La tularemia es una infección zoonótica que afecta principalmente a roedores salvajes y conejos, causada por la bacteria Francisella tularensis. Esta enfermedad es transmitida con mayor frecuencia a los seres humanos a través del contacto directo con los tejidos de animales infectados, como puede ocurrir al atrapar muskrats (ratas almizcleras) o al despellejar conejos. También puede ser adquirida por picaduras de garrapatas o insectos que sirven de vectores para la bacteria. Es importante destacar que animales como los hámsters y los perros de la pradera también pueden ser portadores de la bacteria, lo que amplía el espectro de posibles fuentes de contagio.
En 2000, se produjo un brote significativo de tularemia neumónica en la isla Martha’s Vineyard, en Massachusetts. Este brote estuvo relacionado con actividades como cortar césped y cortar arbustos, lo que destacó un riesgo poco convencional de transmisión: la posibilidad de que la bacteria se diseminara por vía aérea, lo que implica que el contacto con material orgánico suspendido en el aire, como polvo o partículas infectadas, también puede ser una vía de contagio. Este evento subraya la importancia de considerar la transmisión aerosolizada de la Francisella tularensis, un fenómeno que, aunque poco frecuente, constituye un factor de riesgo relevante.

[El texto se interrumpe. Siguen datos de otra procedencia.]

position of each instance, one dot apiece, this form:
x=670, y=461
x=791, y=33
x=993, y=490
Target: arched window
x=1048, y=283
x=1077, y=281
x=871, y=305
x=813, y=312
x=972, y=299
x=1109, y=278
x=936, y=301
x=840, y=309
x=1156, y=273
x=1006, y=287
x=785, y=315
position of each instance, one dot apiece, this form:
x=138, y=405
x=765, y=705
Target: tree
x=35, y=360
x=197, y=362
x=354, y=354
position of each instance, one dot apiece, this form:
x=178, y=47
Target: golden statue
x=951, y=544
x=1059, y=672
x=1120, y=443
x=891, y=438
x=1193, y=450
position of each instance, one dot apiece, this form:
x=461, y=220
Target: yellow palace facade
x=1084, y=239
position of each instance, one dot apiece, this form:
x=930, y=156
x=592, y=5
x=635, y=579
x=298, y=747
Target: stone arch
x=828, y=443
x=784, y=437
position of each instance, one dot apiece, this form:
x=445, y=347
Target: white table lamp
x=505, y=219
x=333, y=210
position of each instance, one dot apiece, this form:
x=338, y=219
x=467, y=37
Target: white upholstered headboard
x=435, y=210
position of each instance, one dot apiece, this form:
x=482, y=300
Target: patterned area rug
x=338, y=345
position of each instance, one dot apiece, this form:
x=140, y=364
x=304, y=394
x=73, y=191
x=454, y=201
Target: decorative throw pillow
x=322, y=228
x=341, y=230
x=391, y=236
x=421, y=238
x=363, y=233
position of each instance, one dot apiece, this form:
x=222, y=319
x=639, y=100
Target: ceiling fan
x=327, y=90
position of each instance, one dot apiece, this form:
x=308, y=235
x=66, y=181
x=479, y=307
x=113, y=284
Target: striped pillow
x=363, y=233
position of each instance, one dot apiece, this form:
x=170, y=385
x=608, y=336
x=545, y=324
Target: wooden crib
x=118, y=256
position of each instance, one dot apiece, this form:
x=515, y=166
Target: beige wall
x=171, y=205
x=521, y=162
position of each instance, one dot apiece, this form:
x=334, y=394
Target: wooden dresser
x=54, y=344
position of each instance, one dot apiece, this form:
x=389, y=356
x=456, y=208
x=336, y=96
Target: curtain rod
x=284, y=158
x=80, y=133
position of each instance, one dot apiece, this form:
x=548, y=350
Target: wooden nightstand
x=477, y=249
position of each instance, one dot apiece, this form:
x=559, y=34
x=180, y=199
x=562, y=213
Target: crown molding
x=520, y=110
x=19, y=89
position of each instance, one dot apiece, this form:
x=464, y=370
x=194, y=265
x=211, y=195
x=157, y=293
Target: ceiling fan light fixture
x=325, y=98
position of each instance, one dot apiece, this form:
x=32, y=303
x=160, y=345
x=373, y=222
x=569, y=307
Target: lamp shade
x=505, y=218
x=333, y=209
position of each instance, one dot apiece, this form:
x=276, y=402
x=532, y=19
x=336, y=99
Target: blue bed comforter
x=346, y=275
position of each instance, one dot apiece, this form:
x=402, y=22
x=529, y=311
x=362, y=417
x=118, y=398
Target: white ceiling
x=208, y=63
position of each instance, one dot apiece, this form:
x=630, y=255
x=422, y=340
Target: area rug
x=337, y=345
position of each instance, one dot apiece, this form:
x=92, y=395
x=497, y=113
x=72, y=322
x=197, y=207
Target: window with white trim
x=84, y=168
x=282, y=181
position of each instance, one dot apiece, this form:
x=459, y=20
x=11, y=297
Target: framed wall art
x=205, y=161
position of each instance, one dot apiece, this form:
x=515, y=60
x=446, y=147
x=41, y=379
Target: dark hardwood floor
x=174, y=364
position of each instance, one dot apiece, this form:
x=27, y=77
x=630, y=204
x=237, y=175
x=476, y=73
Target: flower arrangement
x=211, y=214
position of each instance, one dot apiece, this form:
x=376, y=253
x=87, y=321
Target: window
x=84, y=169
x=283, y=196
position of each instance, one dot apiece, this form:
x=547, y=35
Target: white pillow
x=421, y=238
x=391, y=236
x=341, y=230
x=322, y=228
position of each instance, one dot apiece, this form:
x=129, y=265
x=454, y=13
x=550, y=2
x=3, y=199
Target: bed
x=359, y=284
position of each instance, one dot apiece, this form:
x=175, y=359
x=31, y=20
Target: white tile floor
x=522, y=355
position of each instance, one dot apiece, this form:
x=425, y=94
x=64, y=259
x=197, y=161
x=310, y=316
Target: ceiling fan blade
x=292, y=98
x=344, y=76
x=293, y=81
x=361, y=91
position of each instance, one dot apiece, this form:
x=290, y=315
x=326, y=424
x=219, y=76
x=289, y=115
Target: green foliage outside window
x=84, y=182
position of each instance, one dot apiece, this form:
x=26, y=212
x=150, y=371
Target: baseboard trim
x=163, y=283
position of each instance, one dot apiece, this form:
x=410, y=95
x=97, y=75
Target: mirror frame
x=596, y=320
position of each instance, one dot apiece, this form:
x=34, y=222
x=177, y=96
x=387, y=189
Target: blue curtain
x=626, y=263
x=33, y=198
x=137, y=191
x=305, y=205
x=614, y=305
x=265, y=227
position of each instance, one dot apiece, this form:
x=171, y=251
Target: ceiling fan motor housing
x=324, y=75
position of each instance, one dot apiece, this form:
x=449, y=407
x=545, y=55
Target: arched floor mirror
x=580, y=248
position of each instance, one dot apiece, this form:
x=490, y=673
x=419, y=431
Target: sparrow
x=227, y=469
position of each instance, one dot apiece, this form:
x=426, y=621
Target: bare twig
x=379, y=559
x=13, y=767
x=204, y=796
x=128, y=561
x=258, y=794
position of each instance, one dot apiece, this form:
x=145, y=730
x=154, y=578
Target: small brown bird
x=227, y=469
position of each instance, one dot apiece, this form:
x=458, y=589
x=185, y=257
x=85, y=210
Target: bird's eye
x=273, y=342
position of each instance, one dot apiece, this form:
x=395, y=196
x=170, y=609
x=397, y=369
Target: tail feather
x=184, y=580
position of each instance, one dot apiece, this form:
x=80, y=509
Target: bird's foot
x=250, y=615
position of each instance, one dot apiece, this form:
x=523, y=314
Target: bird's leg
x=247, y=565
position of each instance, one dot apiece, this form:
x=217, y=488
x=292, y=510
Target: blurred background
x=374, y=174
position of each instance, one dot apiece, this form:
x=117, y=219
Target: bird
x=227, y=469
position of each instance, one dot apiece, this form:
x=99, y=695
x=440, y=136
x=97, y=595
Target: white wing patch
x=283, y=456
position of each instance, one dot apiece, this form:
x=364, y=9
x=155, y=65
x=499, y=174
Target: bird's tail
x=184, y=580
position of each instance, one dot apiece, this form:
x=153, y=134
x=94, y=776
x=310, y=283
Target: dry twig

La Francisella tularensis ha sido clasificada como un agente con alto potencial de uso en bioterrorismo, debido a su alta virulencia y a la relativa facilidad con la que se puede dispersar en ambientes naturales. Esta bacteria es capaz de causar infecciones graves en el ser humano, que a menudo se manifiestan inicialmente como una lesión local en el sitio de entrada de la bacteria, pero que pueden progresar rápidamente a una afectación generalizada de diversos órganos. Sin embargo, en algunos casos, la infección puede permanecer asintomática o causar síntomas tan leves que pasan desapercibidos.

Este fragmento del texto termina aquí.